Counsel for defendant seriously object to an order rendered by the trial court under a rule, requiring the defendant to furnish the plaintiff with copies of the reports made by Doctors Watkins and Moss of their physical examinations of plaintiff. Both of these doctors examined plaintiff at the request of the defendant company several months before the rule was filed to require the production of these copies. Article 473 of the Code of Practice authorizes the court, on motion of one of the parties, to require the adverse party to produce in court books, papers and other documents in his possession, the order to describe such documents. If the production of such documents can be ordered on a motion made by a party to the suit, we see no reason why the same result could not be obtained under a rule instead of a motion. In any event, the defendant has not been prejudiced by the order as the compensation law gives to the employer the privilege of ascertaining the physical condition of an injured employee by periodic examinations, and as a correlative of that right owes the employee the duty of informing him of the result of these examinations. Sections 9 and 10 of Act 20 of 1914, as amended.

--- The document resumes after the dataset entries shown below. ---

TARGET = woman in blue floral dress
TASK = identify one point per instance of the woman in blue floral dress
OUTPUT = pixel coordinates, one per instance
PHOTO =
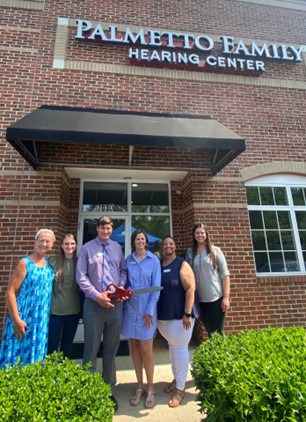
(28, 300)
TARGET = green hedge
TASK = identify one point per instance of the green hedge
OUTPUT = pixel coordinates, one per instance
(58, 390)
(253, 376)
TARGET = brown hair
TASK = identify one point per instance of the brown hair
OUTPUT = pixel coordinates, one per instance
(61, 261)
(208, 247)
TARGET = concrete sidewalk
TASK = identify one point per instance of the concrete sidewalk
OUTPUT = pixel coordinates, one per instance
(188, 411)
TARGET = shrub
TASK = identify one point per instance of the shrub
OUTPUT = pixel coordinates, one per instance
(253, 376)
(58, 390)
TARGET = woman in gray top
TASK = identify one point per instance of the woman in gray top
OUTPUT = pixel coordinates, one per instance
(66, 303)
(212, 279)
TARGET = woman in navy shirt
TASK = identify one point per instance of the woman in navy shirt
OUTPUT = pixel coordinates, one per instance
(175, 316)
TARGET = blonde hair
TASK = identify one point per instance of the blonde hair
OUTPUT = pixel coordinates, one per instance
(45, 231)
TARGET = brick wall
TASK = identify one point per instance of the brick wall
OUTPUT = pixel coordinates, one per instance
(268, 112)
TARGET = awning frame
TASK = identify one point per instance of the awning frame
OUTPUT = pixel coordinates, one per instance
(114, 127)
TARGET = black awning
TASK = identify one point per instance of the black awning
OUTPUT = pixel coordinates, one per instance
(83, 125)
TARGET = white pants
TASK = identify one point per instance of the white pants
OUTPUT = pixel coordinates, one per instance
(178, 340)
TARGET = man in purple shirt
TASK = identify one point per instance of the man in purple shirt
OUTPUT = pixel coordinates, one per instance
(100, 262)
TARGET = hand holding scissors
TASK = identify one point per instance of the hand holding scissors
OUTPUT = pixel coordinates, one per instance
(121, 294)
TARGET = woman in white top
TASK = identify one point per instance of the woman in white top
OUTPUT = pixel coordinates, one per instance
(212, 279)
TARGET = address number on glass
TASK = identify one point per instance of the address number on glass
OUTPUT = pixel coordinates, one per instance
(104, 208)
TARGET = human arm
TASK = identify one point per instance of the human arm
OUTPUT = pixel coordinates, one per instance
(11, 298)
(225, 304)
(188, 283)
(84, 279)
(225, 279)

Conceding that the plaintiff did have a prostate trouble which produced back pains, the evidence fully supports the conclusion that the injury which he received in his back while lifting the heavy, water-soaked timber aggravated the preexisting condition and changed plaintiff from an employee doing the hardest kind of work to a man who was no longer able to do this type of work. Under these circumstances, he is entitled to compensation for total and permanent disability, and citation of authority is not necessary. This is not a case where the pain attendant upon a pre-existing disease was increased by reason of the strain incidental to plaintiff's usual and customary work.

Counsel for defendant strenuously insist that plaintiff cannot recover on the ground that his disability resulted from the aggravation of a pre-existing condition for the reason that, by his pleadings and his testimony, he has pitched his claim solely on the ground that his disability resulted from the accident; that he was previously in good health. We do not think this contention is good for the reason that, in a compensation suit, the court is not bound by the usual technical rules of procedure, and there is no inconsistency in permitting plaintiff to recover where he alleges that his disability resulted from an accident and the evidence shows that the accident aggravated a pre-existing condition. Brim v. Home Accident Ins. Co., 15 La.App. 681, 131 So. 762. It is true that plaintiff alleged in his petition and testified on the stand that he was in good physical condition previous to the accident. He certainly had a right to think he was in good condition from the fact *832 that he was performing his work day by day and was not under treatment by a doctor for any disease.

While the judgment correctly awarded plaintiff compensation for total and permanent disability, it will have to be revised and recast so as to conform to the law. As already stated, the judgment awards plaintiff a flat sum of $7,700, payable for a period not exceeding 400 weeks, whereas the law provides that for total and permanent disability the compensation shall be paid during the period of disability, not to exceed 400 weeks.

For the reasons assigned, it is ordered that the judgment appealed from be revised and amended, so as to award plaintiff compensation for total and permanent disability at the rate of $20 per week, for a period not exceeding 400 weeks, beginning January 16, 1941, with legal interest on the past due installments from their respective due dates, subject to a credit of $300 previously made in fifteen weekly installments; and, as thus revised and amended, the judgment is affirmed.